Frankie has two attributes that make launching the band tricky. First, she is utterly lazy. The idea of working hard to learn the guitar – or anything else – is anathema to her. Second, she is a compulsive liar. When the band wants to get access to a particular recording studio, Frankie will claim they have already been admitted – which is far from the truth.
Nevertheless as the three players become more proficient, so Seven grows in importance to all of them. Complexity arises around Haruna. She is a diligent student. Her mother is living with a man who is not her father. The problems that confront Haruna at home mean that her role as drummer in the band becomes intensely important to her. Aimee is gay. But she is struggling to achieve her own identity.

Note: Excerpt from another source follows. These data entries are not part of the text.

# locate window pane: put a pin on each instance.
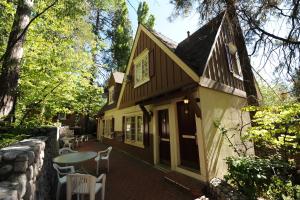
(139, 129)
(128, 127)
(145, 68)
(138, 71)
(132, 128)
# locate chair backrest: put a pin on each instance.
(109, 150)
(106, 152)
(81, 184)
(65, 151)
(56, 167)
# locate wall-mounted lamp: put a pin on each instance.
(186, 100)
(232, 48)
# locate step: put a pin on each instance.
(195, 187)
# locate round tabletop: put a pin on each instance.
(76, 157)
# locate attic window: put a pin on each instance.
(141, 68)
(111, 95)
(233, 61)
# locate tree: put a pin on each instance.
(143, 18)
(120, 36)
(58, 67)
(256, 17)
(9, 74)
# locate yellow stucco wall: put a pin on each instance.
(223, 107)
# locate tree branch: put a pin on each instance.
(26, 28)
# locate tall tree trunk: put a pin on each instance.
(249, 80)
(12, 58)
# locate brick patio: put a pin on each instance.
(132, 179)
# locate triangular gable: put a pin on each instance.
(187, 70)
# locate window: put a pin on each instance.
(134, 130)
(234, 63)
(107, 128)
(141, 64)
(111, 95)
(61, 116)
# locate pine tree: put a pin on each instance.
(121, 37)
(144, 17)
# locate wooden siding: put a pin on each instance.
(165, 74)
(218, 69)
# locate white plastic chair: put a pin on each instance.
(81, 184)
(65, 151)
(68, 143)
(61, 176)
(103, 155)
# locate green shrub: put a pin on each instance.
(7, 139)
(258, 177)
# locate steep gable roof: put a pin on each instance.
(118, 76)
(195, 49)
(167, 41)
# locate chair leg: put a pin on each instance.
(58, 191)
(102, 193)
(107, 165)
(97, 168)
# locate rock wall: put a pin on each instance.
(26, 170)
(221, 190)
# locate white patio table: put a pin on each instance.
(75, 158)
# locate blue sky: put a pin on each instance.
(175, 30)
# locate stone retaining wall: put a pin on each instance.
(26, 170)
(221, 190)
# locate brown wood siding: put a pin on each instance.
(165, 74)
(218, 69)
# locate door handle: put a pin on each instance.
(165, 139)
(189, 137)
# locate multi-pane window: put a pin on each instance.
(234, 63)
(111, 95)
(107, 130)
(141, 64)
(134, 129)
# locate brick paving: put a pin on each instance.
(132, 179)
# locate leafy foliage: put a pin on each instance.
(271, 174)
(143, 15)
(7, 139)
(258, 177)
(58, 65)
(277, 127)
(120, 36)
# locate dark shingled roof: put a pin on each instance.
(167, 41)
(194, 50)
(107, 107)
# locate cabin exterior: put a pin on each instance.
(165, 108)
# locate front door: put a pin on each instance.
(187, 136)
(164, 136)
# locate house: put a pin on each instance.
(165, 108)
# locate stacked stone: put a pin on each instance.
(221, 190)
(20, 167)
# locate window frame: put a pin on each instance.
(111, 92)
(127, 138)
(138, 62)
(107, 133)
(234, 58)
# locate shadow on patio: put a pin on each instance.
(130, 178)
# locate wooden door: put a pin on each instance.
(189, 155)
(164, 137)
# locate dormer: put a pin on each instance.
(114, 86)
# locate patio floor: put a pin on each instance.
(132, 179)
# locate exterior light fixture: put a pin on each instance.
(232, 48)
(185, 100)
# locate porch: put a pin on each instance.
(131, 178)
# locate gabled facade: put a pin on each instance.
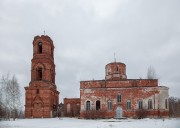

Will the band succeed? What might success or failure mean to the trio? The most powerful element in this book is the narrative around Haruna. Her story is convincing and engrossing. The way she tries to strike a balance between her problems at home and her musical career will capture the attention of any reader. However the weakest point of the novel centres upon Frankie herself. Frankie is lazy, self-centred and demanding of unearned benefit. Her destructive behaviour is more or less tolerated by indulgent parents. The protagonist of a novel of course need not be a paragon of virtue. Plenty of successful novels have involved flawed protagonists. But the central character must have enough qualities to appeal to the reader – a test which Frankie signally fails.